Normally, in my ordered folders things stay among their own kind. Bicycles are with road markings and toy guns are, at a push, with water pistols and ray guns, but separated. The lipstick folder is huge and splits by era and make. Storing pictures and information for my artwork is very important and this super organised system works, but only as a depository. When I actually need to do something with them, I need a bit of chaos. The images and scraps that I have gathered together are like the ingredients for a recipe that needs to mix and start talking to each other. A mixed box can remain ‘live’ or active on my workbench for several months and even when it is exhausted the box is preserved for another time.

Many of the objects I am attracted to have been with me all my life as memory and nostalgia, by collecting them I am sorting them out. The pieces of paper remain, but they become so disorganised once worked with it can take years for the process to throw them up again. 

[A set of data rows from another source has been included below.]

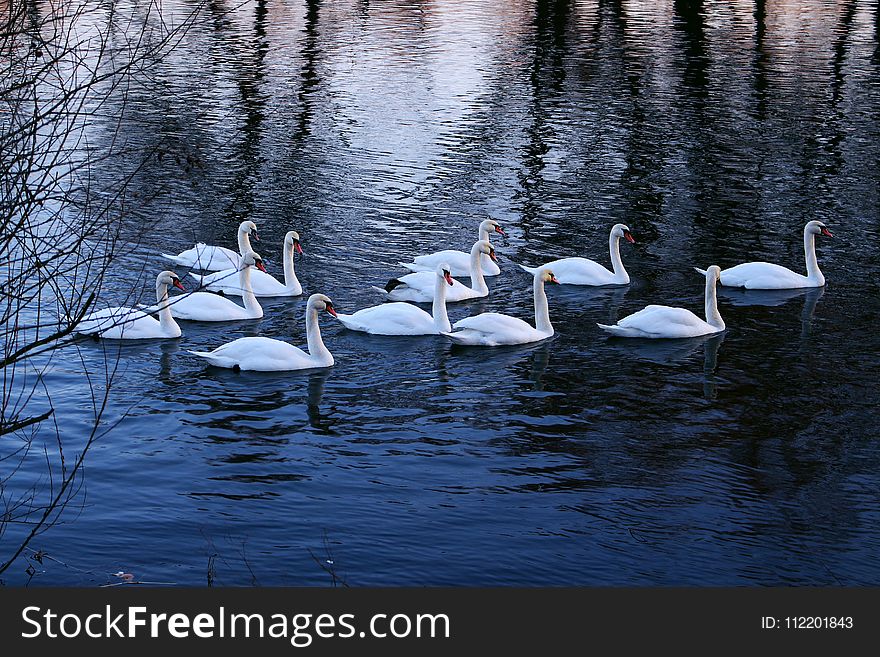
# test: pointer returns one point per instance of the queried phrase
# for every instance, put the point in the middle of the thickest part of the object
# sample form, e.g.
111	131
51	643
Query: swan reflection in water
323	422
673	351
772	298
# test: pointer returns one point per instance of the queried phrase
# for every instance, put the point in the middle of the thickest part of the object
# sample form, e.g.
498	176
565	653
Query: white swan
268	355
767	276
210	307
263	284
122	323
419	286
401	318
459	262
494	329
667	322
217	258
581	271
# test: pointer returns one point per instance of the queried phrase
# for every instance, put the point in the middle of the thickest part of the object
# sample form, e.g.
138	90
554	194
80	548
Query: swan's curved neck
244	242
290	279
713	317
813	272
247	292
438	307
542	310
317	350
616	262
478	283
166	319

Kitty Shepherd | Orange Mivvi
Moving my studio 11 years ago to Spain triggered me to treat these images as treasure, they became visual moments in very sharp focus, it was a way of coping with the loss of the familiar." Kitty Shepherd 2019

Kitty  Shepherd | Test Card


About

Kitty Shepherd (BORN 1960) is a studio potter and ceramic artist with a career as a slipware potter spanning 35 years. Her training has been an unorthodox path through further education which began in the arts, but not in ceramics. Her early passions were for the stage studying primarily voice and drama. It was during this two-year course that she first met clay as a minor subject. Four productive years of singing; acting and ceramics were the foundations of her artistic life filled with many significant turning points. However, ceramics won out. From the first beginnings of a ceramics A Level she went on to study Product and Three-Dimensional Design and this set her up to make pots for the rest of her life where she continues her passion for slipware and developing her own unique style.